Everything that I knew I gave to others to help them on their journey. I was patient, and I withheld a lot of information to the clients, for reasons they will never know and only coaches understand.
Information on long term development, on ability, on willingness to overcome.
I could see things in others and what they needed and only discussed it with a few others in my group at the time.
These people have gone on to persevere and help others tremendously with the same keen eye today in competitive fitness.
But there is SOMETHING about what I knew to be true that I could not explain. I am still discovering ways to explain that today.
Having others competing in this new sport now with structure of The Opens into Regionals and onto Games was refreshing.
It became more refined. Arguments still abound freely about design, purpose, logistics, reasoning, etc…as with all large and fast fitness movements – this is pure and expected.

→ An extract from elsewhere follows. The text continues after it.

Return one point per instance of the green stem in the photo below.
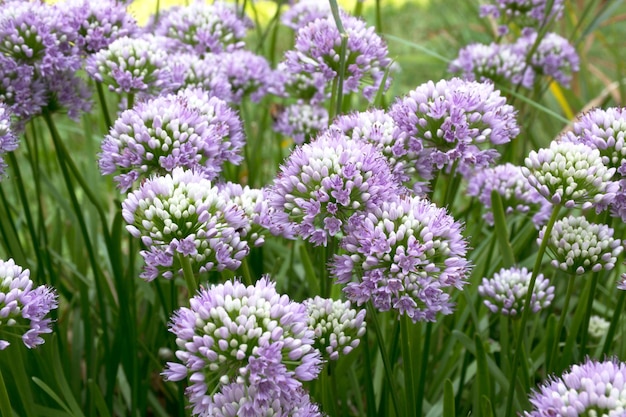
(526, 311)
(407, 353)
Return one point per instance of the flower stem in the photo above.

What once began as an online workout for me in my eyes, my little secret, has largely been let out of the bag.
A secret of mine no more.
My family and I are proud to say, and not embarrassed by our experiences early on in the workout competition environment.
My children’s friends know me as a “coach”, my kids know me as a “coach” but they do know that I once was in my own mind VERY competitive against myself and that clock on the wall.
The idea that it is passed onto millions now shows the strength of that idea. The movement of competition in fitness has taken tremendous leaps and bounds, & its obvious and does not need to be covered.
As we have just watched athletes take part in the 10th year of the CrossFit Games, the learning I wish to apply at this point in time is my story of competitive fitness.
Not the one about me, but how it was done, how it was applied and how others can aspire to go after something, WHILE recognizing what drives them.
For you it might be popularity, and if it is, I would go back to the drawing board.
If it’s max physical potential, I’d say hold on, it will be a bumpy ride.
And if it’s a search for purpose as it was in mine, the story will take a while to be told, so be patient, things will reveal themselves to you over time as you compete more.
Be open and discover things about who you are, allow the movement to NOT be the reason, but for the movement to be the medium.
Learn through history, be present when you train, and look excited towards the future.